Defining the Line Between Lawful (but Awful) Bullying and Unlawful Harassment

Consider the following allegations of sexual harassment levied by Pamela Daniels, a secretary in the Pike County (Ohio) Prosecutor’s Office, against her boss, County Prosecutor Charles Robert Junk.

And then let’s answer the age-old question — lawful (but awful) bullying or unlawful harassment?

(1) he permitted male diversion officers (excluding Jason Savage) to work hours other than 8:30 a.m. to 4:30 p.m.;

(2) he did not strictly require male diversion officers (excluding Jason Savage) to punch a time clock;

(3) he accessed female employees’ computers to check on their personal internet search histories and, on one occasion, he accessed and left female employees’ search histories on their computer screens;

(4) he prohibited plaintiff Barron from cashing in her vacation time, but permitted male employees to do so;

(5) he laughed and chatted with male employees, but “smirked” at female employees;

(6) on one occasion, he commented to plaintiff Daniels that she looked like she had lost her best friend;

(7) he loudly popped packing materials in the area where the female employees worked;

(8) he told members of the public on one or two occasions that “these girls have work they need to be doing. I’m just making sure they’re doing what they’re supposed to do.”;

(9) he stated in front of female employees, “Everybody working. Nobody’s whining. That’s the way we like it.”;

(10) he asked, in front of the female employees, whether “everyone” had punched the time clock;

(11) he spoke to others about plaintiffs as if plaintiffs were not present; and

(12) he asked plaintiff Daniels on one occasion why she was wearing jeans and said “if you say so” and stomped off when plaintiff Daniels reminded him that he had given her additional time to comply with the dress code.

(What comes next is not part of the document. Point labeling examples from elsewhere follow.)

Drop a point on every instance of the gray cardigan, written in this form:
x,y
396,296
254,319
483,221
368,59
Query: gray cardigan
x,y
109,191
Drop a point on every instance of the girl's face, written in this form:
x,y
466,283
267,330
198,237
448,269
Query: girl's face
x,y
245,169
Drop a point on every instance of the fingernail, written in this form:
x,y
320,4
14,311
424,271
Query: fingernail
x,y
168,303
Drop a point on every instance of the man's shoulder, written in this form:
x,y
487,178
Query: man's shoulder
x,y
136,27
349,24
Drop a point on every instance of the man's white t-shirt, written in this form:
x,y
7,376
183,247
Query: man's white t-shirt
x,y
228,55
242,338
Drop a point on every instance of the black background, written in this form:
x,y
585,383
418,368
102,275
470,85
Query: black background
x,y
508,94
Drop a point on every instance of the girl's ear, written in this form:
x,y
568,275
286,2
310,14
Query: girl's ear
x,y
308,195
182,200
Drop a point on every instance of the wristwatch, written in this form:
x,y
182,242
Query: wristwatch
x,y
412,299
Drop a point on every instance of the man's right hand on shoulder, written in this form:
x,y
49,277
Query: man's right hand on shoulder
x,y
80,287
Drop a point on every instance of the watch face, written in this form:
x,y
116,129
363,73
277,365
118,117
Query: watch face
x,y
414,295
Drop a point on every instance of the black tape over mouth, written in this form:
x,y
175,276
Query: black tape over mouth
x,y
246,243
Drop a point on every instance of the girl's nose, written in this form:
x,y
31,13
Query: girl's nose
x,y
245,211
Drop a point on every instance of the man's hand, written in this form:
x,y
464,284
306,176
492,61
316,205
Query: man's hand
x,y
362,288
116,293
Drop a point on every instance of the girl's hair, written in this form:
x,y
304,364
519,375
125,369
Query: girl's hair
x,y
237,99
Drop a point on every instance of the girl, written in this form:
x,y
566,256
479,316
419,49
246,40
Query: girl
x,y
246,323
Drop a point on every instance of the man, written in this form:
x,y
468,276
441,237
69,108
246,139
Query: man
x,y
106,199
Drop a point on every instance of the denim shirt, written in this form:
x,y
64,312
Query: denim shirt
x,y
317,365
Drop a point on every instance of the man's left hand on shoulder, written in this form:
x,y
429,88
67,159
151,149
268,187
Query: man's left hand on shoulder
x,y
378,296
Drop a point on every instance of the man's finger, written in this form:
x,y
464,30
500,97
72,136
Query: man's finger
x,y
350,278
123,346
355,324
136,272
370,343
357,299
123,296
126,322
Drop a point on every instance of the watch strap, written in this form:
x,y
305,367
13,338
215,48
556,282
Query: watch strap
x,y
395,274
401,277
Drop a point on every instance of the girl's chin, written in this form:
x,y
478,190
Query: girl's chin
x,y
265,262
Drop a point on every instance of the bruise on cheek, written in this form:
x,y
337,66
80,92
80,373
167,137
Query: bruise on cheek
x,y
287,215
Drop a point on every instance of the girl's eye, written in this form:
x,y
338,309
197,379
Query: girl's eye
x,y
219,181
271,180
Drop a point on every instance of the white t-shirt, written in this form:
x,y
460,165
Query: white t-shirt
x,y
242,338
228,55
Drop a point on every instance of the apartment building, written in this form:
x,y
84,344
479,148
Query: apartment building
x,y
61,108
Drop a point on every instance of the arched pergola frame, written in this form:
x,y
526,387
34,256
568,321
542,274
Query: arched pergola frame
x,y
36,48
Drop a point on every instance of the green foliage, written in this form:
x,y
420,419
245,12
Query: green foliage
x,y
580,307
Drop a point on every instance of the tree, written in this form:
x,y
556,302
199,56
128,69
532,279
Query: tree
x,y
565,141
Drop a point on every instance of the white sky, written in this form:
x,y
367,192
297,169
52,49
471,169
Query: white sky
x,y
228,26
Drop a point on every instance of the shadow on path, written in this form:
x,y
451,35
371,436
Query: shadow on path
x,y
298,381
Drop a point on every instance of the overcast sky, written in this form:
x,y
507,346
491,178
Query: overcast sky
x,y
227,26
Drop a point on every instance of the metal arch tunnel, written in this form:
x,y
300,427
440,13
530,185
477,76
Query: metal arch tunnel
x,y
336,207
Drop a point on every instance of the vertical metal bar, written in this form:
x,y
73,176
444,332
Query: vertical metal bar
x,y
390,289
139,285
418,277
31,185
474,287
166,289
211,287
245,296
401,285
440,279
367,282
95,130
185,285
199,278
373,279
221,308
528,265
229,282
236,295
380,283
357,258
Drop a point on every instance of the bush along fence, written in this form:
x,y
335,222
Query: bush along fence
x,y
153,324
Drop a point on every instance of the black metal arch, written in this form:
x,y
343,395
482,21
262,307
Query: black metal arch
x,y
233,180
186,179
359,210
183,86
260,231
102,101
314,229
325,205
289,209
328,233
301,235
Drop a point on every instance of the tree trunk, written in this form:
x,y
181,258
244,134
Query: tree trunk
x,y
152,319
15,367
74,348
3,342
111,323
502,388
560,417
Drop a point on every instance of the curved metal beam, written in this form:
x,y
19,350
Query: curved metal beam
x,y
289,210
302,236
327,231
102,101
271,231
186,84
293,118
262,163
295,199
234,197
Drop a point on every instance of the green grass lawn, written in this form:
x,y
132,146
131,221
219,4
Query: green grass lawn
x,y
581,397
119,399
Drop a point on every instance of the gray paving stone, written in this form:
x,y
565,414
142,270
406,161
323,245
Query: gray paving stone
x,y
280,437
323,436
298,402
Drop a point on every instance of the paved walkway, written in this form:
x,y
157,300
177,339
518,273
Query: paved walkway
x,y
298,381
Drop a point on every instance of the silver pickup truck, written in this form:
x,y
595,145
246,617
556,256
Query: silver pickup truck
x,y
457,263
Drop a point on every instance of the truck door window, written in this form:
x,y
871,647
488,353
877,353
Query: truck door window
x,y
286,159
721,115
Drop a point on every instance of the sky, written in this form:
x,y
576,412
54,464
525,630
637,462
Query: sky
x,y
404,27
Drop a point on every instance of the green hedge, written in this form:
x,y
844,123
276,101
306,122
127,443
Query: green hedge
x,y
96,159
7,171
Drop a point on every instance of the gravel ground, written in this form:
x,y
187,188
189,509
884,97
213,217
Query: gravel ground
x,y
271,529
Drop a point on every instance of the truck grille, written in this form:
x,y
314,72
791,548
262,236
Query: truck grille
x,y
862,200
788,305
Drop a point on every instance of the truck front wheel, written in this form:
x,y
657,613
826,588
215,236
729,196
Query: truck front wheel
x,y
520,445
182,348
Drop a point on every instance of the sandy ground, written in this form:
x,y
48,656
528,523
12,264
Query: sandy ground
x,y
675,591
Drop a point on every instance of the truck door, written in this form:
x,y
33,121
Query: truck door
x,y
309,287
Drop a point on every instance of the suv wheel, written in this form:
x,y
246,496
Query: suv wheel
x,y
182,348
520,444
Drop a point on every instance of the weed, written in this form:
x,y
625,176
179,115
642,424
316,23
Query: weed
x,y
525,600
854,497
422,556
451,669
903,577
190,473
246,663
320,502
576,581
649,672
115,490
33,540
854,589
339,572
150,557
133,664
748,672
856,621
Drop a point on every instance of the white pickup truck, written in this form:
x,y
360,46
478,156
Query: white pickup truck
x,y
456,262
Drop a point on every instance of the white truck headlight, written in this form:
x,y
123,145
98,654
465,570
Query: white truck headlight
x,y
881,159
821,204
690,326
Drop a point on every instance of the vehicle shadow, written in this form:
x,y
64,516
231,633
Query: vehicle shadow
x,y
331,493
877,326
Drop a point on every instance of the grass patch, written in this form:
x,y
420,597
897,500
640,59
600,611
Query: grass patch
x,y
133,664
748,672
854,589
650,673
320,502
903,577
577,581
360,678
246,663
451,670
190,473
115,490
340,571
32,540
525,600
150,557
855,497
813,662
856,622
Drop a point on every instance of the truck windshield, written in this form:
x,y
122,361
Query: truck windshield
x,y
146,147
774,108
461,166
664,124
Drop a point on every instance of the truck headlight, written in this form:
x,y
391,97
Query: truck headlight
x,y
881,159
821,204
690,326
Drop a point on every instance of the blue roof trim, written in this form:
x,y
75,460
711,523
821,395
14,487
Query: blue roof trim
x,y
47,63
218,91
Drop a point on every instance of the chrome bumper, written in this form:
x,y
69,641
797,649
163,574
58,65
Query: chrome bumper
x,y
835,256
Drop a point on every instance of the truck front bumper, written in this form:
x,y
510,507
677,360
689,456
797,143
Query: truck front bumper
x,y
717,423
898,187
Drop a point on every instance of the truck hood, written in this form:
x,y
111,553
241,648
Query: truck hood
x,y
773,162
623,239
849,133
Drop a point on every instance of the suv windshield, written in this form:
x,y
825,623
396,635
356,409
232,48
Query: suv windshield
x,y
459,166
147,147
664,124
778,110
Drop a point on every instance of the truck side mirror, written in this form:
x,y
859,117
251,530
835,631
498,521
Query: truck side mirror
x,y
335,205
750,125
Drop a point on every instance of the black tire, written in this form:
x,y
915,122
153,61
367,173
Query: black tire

Lawful (but awful) bullying, or unlawful sexual harassment?
According to the 6th Circuit, the answer is lawful (but awful) bullying.

There is little doubt that the working relationship between Junk and Daniels deteriorated significantly after October 2013. However, the listed instances of alleged harassment, even in the aggregate, would not be considered by a rational person to be sufficiently severe or pervasive so as to alter the conditions of the plaintiff’s employment. One of the instances of alleged harassment. … Numerous others involved implementation of office policies that reflected the realities of the responsibilities of office personnel. Others were relatively innocent, singular occurrences, comments that were not objectively hostile or abusive, or “mere offensive utterance[s].” … Without question, Junk’s actions in that regard showed both immaturity and bad judgment. The totality of the circumstances, however, do not support the conclusion that the working environment was objectively hostile or abusive.

I could construct a plausible argument that a jury, not a judge, should decide whether Junk sexually harassed Daniels, and a different panel of judges could see this issue differently and side with Daniels.

Do you know, however, the best course of action to remove any uncertainty over the issue of whether boorish office behavior crosses the line from lawful bullying to unlawful harassment?

Don’t employ assholes. Period.

It’s just that simple.
And, lest you worry that Junk and his employer got off scot-free, Daniels prevailed on her retaliation claim, as not only did Junk subject her to this litany of misconduct, but he also fired her after she complained about it.